El pasado 20 de julio fue asesinado en un enfrentamiento con narcoterroristas un militar peruano en Huanta, región Ayacucho. La patrulla de las fuerzas de seguridad alcanzaron a abatir a tres narcoterroristas. Hace exactamente un año los remanentes de Sendero Luminoso, conducidos por los hermanos y «camaradas» Quispe Palomino, emboscaron y asesinaron a tres comandos jóvenes del Ejército en la región Junín. Y hace exactamente dos años fueron asesinados cuatro jóvenes de la Policía en la región Huancavelica. Todos muertos en las mismas rutas peligrosas e «impenetrables» en la selva de la jurisdicción del Valle de los ríos Apurímac, Ene y Mantaro (VRAEM).
Luego del atentado de julio del año pasado, las combinadas Fuerzas Armadas con la Policía Nacional capturaron al «camarada Julio Chapo», uno de los mandos terroristas de Sendero Luminoso (hoy táctica y convenientemente autodenominado «Militarizado Partido Comunista del Perú» – MPCP) en el VRAEM. Mientras este 2020 se capturó a la «camarada Norma», vinculada también al clan senderista de los Quispe Palomino.

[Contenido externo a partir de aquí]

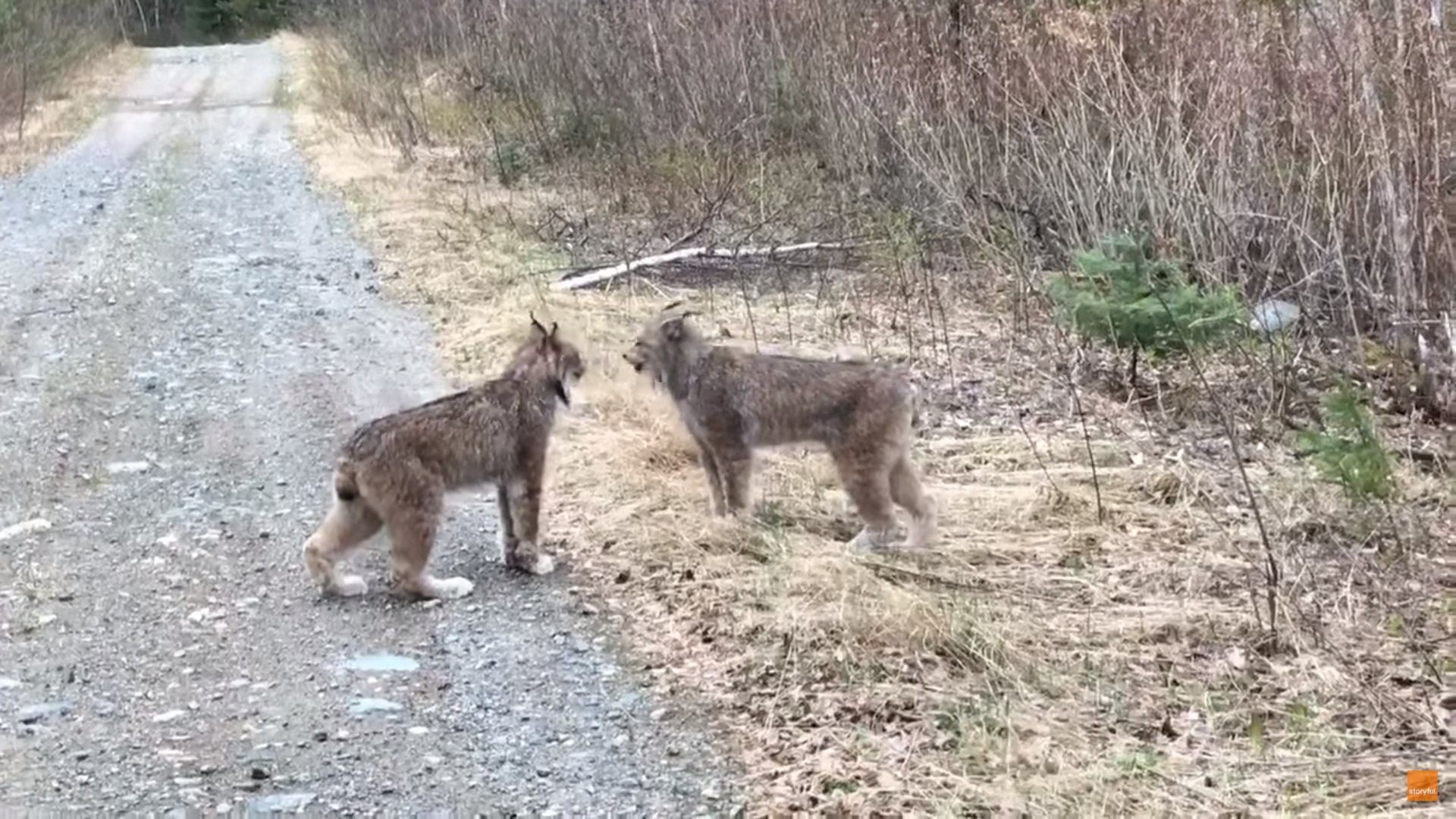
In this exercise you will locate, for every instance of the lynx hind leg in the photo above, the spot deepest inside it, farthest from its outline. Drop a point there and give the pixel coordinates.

Las preguntas, no obstante, se mantienen latentes. ¿Cuántas familias peruanas más se vestirán de luto en adelante? ¿Cuán lejos se está de neutralizar la amenaza total en esta zona del país?
La información y las evaluaciones que han fluido sobre lo aconteciendo en el VRAEM en los últimos 20 años —poscaptura del «camarada Feliciano» en 1999 e inicio de la etapa «proseguir» la lucha armada por parte de los remanentes senderistas— han sido algo cambiantes y casi evasivamente confirmadas por las instituciones oficiales. Un ejemplo está en la cantidad de asesinados.
Según un documento obtenido en 2018 (ONG Waynakuna), perteneciente a los senderistas rojos comandados por los hermanos Quispe Palomino, se registran 323 militares, 85 policías y 38 civiles fallecidos entre 1999 y 2017. Es decir, 446 asesinatos. Los datos aparecen en un «registro diario» de acciones armadas como resultado de 276 atentados ocurridos a lo largo del VRAEM.
En su momento, fuentes de la unidad policial antiterrorista Dircote [El Comercio 27/6/2018] dieron veracidad al documento en mención. En respuesta, un antiguo analista «senderólogo» desestimaba las cifras preguntándose si «alguien vio» —por televisión— a los cientos de ataúdes que tendrían que haber llegado a la capital Lima durante los años señalados. La interrogante brota: ¿cuál es el número exacto de peruanos —tanto civiles como militares— caídos en la lucha contra el narcoterrorismo en estas dos últimas décadas? ¿Hay datos oficiales y precisos al respecto?
Según información policial de julio de 2019 recogida por periodistas (Perú21), son 164 efectivos de las fuerzas de seguridad (129 militares y 35 policías) los asesinados entre 1999 y 2019. Como puede verse hay una diferencia sustancial entre los datos.
Otro ángulo de atención está en la capacidad que este persistente grupo armado pueda tener de «mejorar» o expandir su nivel de operatividad y de amenaza. Mientras para algunos estos están «desmoralizados, cansados y enfermos» (Ojo Público 10/5/2019), para otros han logrado gran vitalidad, adoctrinamiento y hasta «ferocidad» en sus incursiones armadas. ¿Cuál es la potencialidad real a todos los plazos de este grupo extremista dedicado a acciones de narcoterror?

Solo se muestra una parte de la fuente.